A, inward current traces before and after perfusion with 1 μM CsA. a, CsA had little effect on peak current, but increased the rate of inactivation during the pulse. The change in inactivation rate developed slowly during continued perfusion with CsA, as illustrated by currents evoked by 40 ms pulses given prior to (-4 min), and 8 and 15 min after the perfusion started. b, in the same cell, the effect on inactivation was more apparent for currents evoked by 320 ms pulses, which were given once before (-7 min), and once after (17 min CsA) CsA had been applied for at least 15 min. In control, untreated cells there was no change in rate of inactivation for currents evoked by 320 ms depolarizations given > 15 min apart (not shown), although in some cells the peak current amplitude declined slightly during the course of an experiment. c, comparison of total integrated Ca²⁺ entry for 320 ms depolarizations in the absence of CsA (n= 28) vs. integrated Ca²⁺ entry for 13 responses after treatment with CsA for at least 15 min (*; P < 0.05, Student's t test). B, plot of C_m jumps, binned by amount of Ca²⁺ entry, for control responses and responses elicited in the presence of CsA. A standard curve obtained from the average of 27 Ca²⁺-secretion relationships obtained in a previous study (Engisch & Nowycky, 1996) is superimposed on the data (dashed curve). Control responses (□) lie close to the standard curve. However, C_m jumps after CsA treatment (▴) are significantly less than control responses at the highest Ca²⁺ entry range attained in the presence of CsA (P < 0.05, Student's t test).

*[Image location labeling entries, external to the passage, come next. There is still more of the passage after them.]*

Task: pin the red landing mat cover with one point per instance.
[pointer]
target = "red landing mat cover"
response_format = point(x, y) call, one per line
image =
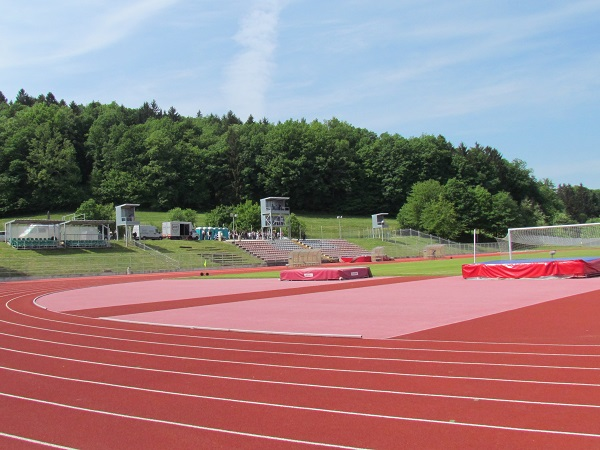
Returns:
point(364, 258)
point(321, 273)
point(566, 268)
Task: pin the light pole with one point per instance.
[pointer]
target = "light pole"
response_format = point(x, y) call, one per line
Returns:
point(233, 216)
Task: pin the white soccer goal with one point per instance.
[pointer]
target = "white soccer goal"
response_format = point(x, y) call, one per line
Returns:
point(550, 237)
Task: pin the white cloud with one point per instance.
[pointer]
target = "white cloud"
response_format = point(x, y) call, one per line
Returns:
point(57, 31)
point(248, 76)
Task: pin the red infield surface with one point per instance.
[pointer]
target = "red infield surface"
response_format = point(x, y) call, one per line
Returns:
point(443, 363)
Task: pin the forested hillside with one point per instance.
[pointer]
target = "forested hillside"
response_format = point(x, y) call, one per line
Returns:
point(54, 155)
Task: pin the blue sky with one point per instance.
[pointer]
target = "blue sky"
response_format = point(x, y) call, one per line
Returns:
point(520, 76)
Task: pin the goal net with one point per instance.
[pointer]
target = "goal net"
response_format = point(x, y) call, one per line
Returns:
point(521, 242)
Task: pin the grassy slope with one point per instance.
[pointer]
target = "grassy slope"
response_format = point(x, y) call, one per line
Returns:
point(193, 254)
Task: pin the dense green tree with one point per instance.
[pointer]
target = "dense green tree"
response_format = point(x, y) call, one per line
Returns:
point(247, 217)
point(439, 217)
point(53, 155)
point(421, 195)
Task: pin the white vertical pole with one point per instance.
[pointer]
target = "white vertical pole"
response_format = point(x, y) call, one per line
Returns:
point(474, 245)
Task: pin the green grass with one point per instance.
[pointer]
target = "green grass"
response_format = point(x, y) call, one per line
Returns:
point(193, 254)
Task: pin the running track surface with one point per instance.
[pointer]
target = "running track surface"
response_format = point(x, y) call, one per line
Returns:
point(517, 369)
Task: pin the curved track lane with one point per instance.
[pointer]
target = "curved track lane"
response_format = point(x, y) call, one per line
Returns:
point(77, 382)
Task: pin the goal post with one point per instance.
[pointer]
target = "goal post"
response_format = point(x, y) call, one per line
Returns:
point(550, 237)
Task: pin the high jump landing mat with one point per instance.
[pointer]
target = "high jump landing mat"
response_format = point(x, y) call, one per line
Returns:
point(325, 273)
point(535, 268)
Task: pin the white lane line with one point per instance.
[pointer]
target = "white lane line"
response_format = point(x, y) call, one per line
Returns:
point(286, 383)
point(305, 355)
point(376, 416)
point(177, 424)
point(34, 441)
point(344, 388)
point(325, 345)
point(409, 349)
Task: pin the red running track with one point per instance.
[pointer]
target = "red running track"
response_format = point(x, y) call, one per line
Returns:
point(522, 378)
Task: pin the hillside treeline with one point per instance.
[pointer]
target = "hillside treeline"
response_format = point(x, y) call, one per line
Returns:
point(54, 155)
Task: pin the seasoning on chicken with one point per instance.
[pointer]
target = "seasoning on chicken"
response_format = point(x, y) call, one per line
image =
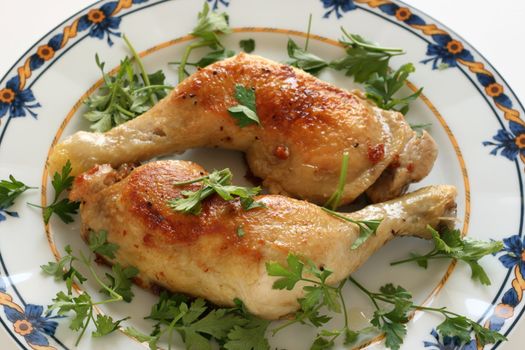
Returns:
point(306, 126)
point(203, 255)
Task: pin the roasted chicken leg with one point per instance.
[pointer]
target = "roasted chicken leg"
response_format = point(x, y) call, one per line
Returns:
point(203, 255)
point(306, 126)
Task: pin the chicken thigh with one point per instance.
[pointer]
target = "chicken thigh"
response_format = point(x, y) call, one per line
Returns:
point(306, 126)
point(202, 255)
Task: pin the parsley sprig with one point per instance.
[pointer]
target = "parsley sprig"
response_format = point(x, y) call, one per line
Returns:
point(364, 58)
point(10, 190)
point(246, 111)
point(196, 322)
point(382, 88)
point(301, 58)
point(125, 95)
point(367, 228)
point(392, 320)
point(317, 295)
point(449, 244)
point(117, 286)
point(365, 61)
point(209, 26)
point(64, 208)
point(218, 182)
point(335, 199)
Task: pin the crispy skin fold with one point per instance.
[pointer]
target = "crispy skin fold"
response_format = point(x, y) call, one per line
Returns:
point(306, 126)
point(203, 255)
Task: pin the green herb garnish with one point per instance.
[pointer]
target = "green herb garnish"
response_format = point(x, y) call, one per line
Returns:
point(247, 45)
point(382, 88)
point(197, 322)
point(334, 200)
point(245, 112)
point(10, 190)
point(301, 58)
point(449, 244)
point(317, 295)
point(366, 227)
point(364, 58)
point(210, 25)
point(117, 286)
point(126, 95)
point(217, 182)
point(64, 208)
point(392, 320)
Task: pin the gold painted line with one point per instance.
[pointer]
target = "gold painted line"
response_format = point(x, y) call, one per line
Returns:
point(332, 42)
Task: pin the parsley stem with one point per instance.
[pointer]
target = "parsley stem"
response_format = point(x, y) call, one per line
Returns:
point(90, 317)
point(125, 111)
point(334, 200)
point(141, 67)
point(187, 52)
point(343, 305)
point(308, 33)
point(116, 296)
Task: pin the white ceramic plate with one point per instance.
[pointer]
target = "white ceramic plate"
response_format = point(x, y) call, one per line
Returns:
point(476, 120)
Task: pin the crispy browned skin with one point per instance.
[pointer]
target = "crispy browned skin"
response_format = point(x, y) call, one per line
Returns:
point(306, 126)
point(203, 255)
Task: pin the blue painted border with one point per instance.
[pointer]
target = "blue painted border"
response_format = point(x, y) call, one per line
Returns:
point(378, 14)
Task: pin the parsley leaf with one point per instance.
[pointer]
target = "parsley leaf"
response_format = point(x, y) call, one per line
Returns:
point(418, 128)
point(245, 112)
point(393, 321)
point(290, 274)
point(83, 306)
point(304, 60)
point(10, 190)
point(120, 281)
point(364, 58)
point(247, 45)
point(197, 322)
point(105, 325)
point(381, 89)
point(210, 25)
point(64, 208)
point(367, 228)
point(217, 182)
point(125, 95)
point(317, 294)
point(450, 244)
point(301, 58)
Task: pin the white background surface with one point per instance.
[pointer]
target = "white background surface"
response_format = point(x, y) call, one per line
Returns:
point(495, 28)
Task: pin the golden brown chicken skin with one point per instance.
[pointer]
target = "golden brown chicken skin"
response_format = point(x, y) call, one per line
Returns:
point(306, 126)
point(202, 255)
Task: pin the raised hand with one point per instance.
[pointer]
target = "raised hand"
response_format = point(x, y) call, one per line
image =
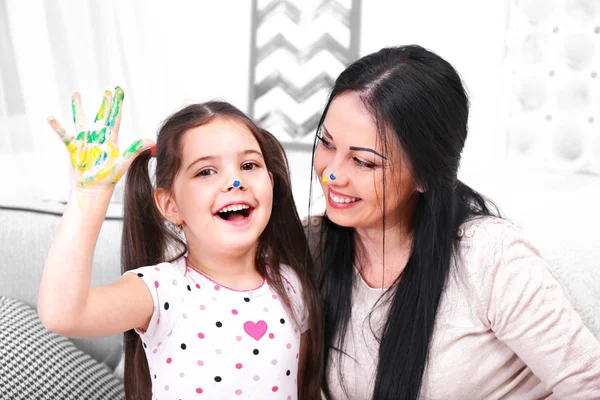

Figure 11. Compensatory retrieval is slower and less accurate after CsA application

A, four examples of relatively large C_m jumps (close to or > 100 fF) elicited in the presence of CsA. Three sequential C_m traces were aligned for each response shown. After CsA treatment, C_m decays were slow and often incomplete. a and b, (cell L073002) response to 160 ms depolarization (integrated Ca²⁺ entry, 77 pC) and 320 ms depolarization (110 pC), respectively; c, (cell L091102) response elicited by 320 ms depolarization (75 pC); d, (cell L080102) response to a 320 ms depolarization (72 pC). B, after treatment with CsA, the time constants for mono-exponential decays no longer displayed any Ca²⁺ dependence. Time constants were binned by amount of Ca²⁺ entry; only the three lowest ranges were observed in the presence of CsA. Values for time constants in these ranges for control responses are replotted from Fig. 9 for comparison. At the highest range, the time constant was significantly different from control (P < 0.05, Mann-Whitney U test). C, effect of CsA treatment on excess retrieval. The undershoot (relative to pre-stimulus baseline) was plotted as a function of integrated Ca²⁺ entry for responses in the presence of CsA (▴) and control responses in the same experiments or from cells in sister cultures (○ data are a subset of the data presented in Fig. 8A). Shaded region covers undershoots ≤ 100 fF that are classified as compensatory retrieval. CsA treatment did not alter the threshold Ca²⁺ requirement of excess retrieval, but due to the increase in rate of inactivation, a higher proportion of 320 ms pulses induced Ca²⁺ entry that fell at or below the threshold amount (arrow).